Theoretical Insight into the Fluorescence Spectral Tuning Mechanism: A Case Study of Flavin-Dependent Bacterial Luciferase

Bioluminescence of bacteria is widely applied in biological imaging, environmental toxicant detection, and many other situations. Understanding the spectral tuning mechanism not only helps explain the diversity of colors observed in nature but also provides principles for bioengineering new color variants for practical applications. In this study, time-dependent density functional theory (TD-DFT) and quantum mechanics and molecular mechanics (QM/MM) calculations have been employed to understand the fluorescence spectral tuning mechanism of bacterial luciferase with a focus on the electrostatic effect. The spectrum can be tuned by both a homogeneous dielectric environment and oriented external electric fields (OEEFs).
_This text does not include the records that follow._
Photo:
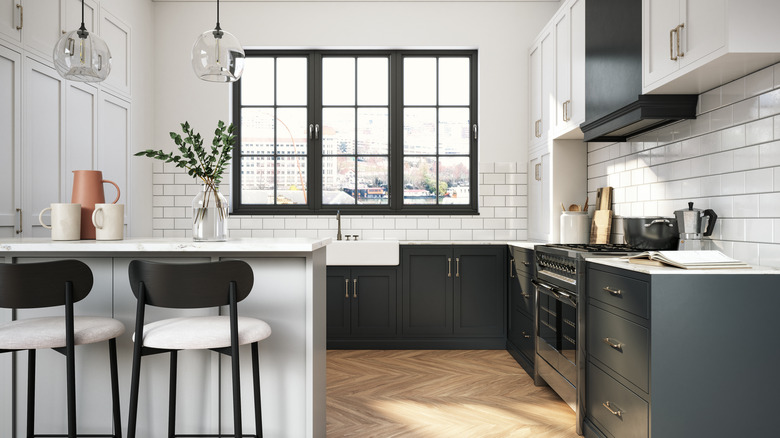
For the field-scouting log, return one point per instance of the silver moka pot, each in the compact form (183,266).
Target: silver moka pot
(692,225)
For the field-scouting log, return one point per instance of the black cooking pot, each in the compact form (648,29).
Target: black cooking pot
(656,233)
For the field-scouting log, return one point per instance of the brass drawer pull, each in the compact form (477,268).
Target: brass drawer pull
(616,345)
(618,413)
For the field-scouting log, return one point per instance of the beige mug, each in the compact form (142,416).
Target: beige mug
(109,221)
(65,221)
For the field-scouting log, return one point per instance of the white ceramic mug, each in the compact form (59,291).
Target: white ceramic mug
(109,221)
(65,221)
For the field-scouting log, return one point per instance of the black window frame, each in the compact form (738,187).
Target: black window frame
(314,155)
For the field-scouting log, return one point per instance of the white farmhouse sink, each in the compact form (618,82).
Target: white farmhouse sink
(362,253)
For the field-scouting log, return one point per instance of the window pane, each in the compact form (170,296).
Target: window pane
(338,180)
(257,87)
(372,180)
(419,131)
(291,180)
(373,133)
(257,180)
(291,133)
(373,85)
(257,131)
(419,180)
(338,81)
(291,84)
(419,81)
(454,131)
(338,131)
(453,81)
(454,180)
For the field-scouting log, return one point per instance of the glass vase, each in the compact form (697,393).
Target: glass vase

Increasing the solvent polarity leads to a redshift of the fluorescence emission maximum, λ_F, accompanied by a substantial increase in density. In contrast, applying an OEEF along the long axis of the isoalloxazine ring (X-axis) leads to a significant red- or blue-shift in λ_F, depending on the direction of the OEEF, yet with much smaller changes in intensity. The effect of polar solvents is directionless, and the red-shifts can be attributed to the larger dipole moment of the S₁ state compared with that of the S₀ state. However, the effect of OEEFs directly correlates with the difference dipole moment between the S₁ and S₀ states, which is directional and is determined by the charge redistribution upon deexcitation. Moreover, the electrostatic effect of bacterial luciferase is in line with the presence of an internal electric field (IEF) pointing in the negative X direction. Finally, the key residues that contribute to this IEF and strategies for modulating the spectrum through site-directed point mutations are discussed.